A minha cabeça latejava e sabia que estava a começar a ficar doente mas eu não podia ficar ali parada. Saí de debaixo do toldo em que me abrigara e coloquei o capuz do sobretudo na cabeça impedindo o meu cabelo de se molhar. Dei graças a Deus por me ter lembrado de o roubar no barco de pesca. Não sentia bem em fazê-lo mas tempo de desespero exigem medidas desesperadas.

Um arrepio percorreu a minha espinha ao recordar-me que essas eram as exactas palavras ditas por ele no dia em que o confrontei. As desculpas que ele usara eram baixas, esfarrapadas e absurdas na minha mente. Primo Levi escreveu questionando-se se o Homem era mesmo um ser portador de alma e eu faço-me essa questão agora. Se isto é um Homem. Não entendia como conseguia ser tão frio ao ponto de todas aquelas crueldades e como seria possível que a apenas alguns países de distância existia alguém tão dócil como Liam.

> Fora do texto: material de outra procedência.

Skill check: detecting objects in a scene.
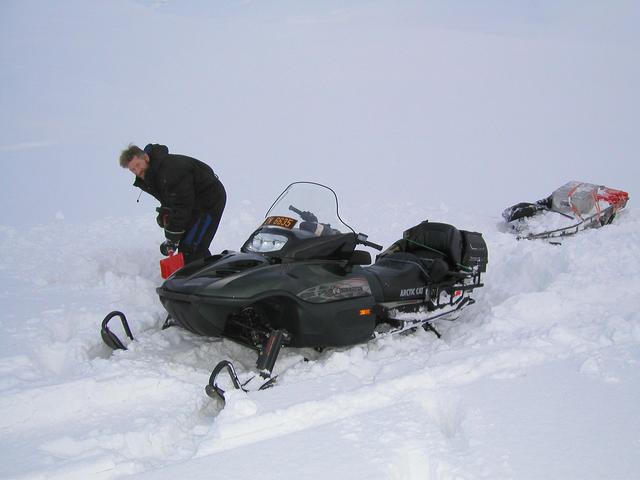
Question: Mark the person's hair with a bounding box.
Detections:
[120,143,144,168]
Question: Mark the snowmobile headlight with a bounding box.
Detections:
[247,233,287,253]
[298,277,371,303]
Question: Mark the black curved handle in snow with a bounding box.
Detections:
[100,310,133,350]
[204,360,246,402]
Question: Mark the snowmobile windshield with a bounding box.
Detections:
[245,182,355,253]
[265,182,355,236]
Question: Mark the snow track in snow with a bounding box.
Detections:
[0,209,640,479]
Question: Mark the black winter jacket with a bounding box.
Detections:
[134,144,226,241]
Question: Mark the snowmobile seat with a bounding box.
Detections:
[378,220,463,272]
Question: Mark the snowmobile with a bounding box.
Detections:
[502,181,629,240]
[103,182,488,400]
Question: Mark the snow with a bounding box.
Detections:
[0,0,640,480]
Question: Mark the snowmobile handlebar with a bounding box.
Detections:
[357,233,382,250]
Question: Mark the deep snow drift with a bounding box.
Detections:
[0,199,640,479]
[0,0,640,480]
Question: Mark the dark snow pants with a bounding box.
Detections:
[178,195,227,265]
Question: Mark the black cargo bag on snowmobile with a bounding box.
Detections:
[379,220,489,276]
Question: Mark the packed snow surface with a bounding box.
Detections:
[0,202,640,479]
[0,0,640,480]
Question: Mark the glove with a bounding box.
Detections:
[156,212,169,228]
[160,240,178,257]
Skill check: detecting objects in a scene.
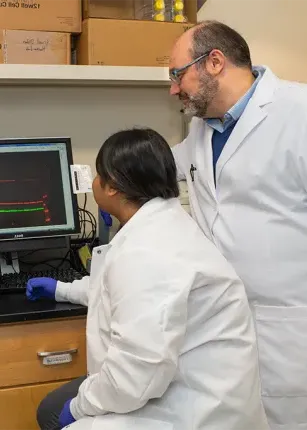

Ele parecia-me ser um rapaz de oiro, além de todos os seus pormenores físicos a sua aura era calma, divertida e acolhedora. Senti-me tão bem no pouco tempo que estive com ele, mesmo sem o conhecer. E isso é o que me surpreende mais, sem me conhecer e depois de ter invadido a sua casa ele deixou-me ficar, aliás, ele pediu-me para eu ficar. Mas eu não o podia fazer, ele não merecia que eu estragasse a sua vida, sou um perigo… uma bomba que pode explodir a qualquer momento e ele era a pessoa que eu menos queria ter por perto nesse momento.

Risos ruidosos surgiram nas minhas costas e a minha fome dissipou-se, dando lugar aos nervos. Não agora, por favor. Pensei para mim mesma. Acelerei o passo o máximo que consegui, mas era impossível distanciar-me do grupo de rapazes que me seguia. Estava fraca e os meus sentidos traíam-me, mesmo que começasse a correr provavelmente apanhar-me-iam num piscar de olhos. Tinha de pensar em algo e rápido.

“Ela está em Sintra não está?” César questionou calmamente. “Ela nunca conseguiria escapar da cidade, ela nunca saiu daqui” Voltou a encarar o velho que não lhe respondia. O olhar negro e carregado do general fitava o rosto que eu ainda não conseguira ver. “É Sintra, não é?”

“Não!” O homem gritou-lhe em resposta e até eu percebi que era mentira. Um sorriso vitorioso surgiu nos lábios do meu irmão que se endireitou e ajeitou o casaco da farda.

“Ótimo” Sibilou erguendo a mão na direcção de Cristóvão que colocou um objecto negro nas suas mãos. César apontou-o à cabeça do homem com determinação e frieza fazendo o meu corpo gelar quando me apercebi do que se tratava. “Já não me serves de nada” as palavras saíram com uma frieza tal que eu questionei-me que pessoa seria aquela. Não podia ser ele, aquele não era o meu irmão mas sim alguém a substituí-lo. E eu não gostava desse alguém, de todo. Era frito, bruto, amargo e severo demais. César nunca fora alguém de afectos ou de palavras dóceis, raramente aparecia no meu quarto para um beijo de boa noite, raramente me abraçava em público e sempre tinha aquela postura rígida típica de um militar. Mas nunca nada como isto, era impossível ser a mesma pessoa. Eu não queria acreditar que era a mesma pessoa.

O som explosivo cortou os meus pensamentos e um grito de susto britou da minha boca quando vi o sangue que surgiu na cabeça do velho provocado pela bala, junto com o corpo sem vida que depressa caiu no chão. O meu corpo agiu de forma automática e sem que eu pudesse sequer pensar nisso as minhas pernas moveram-se o mais rápido possível fazendo-me sair dali a correr.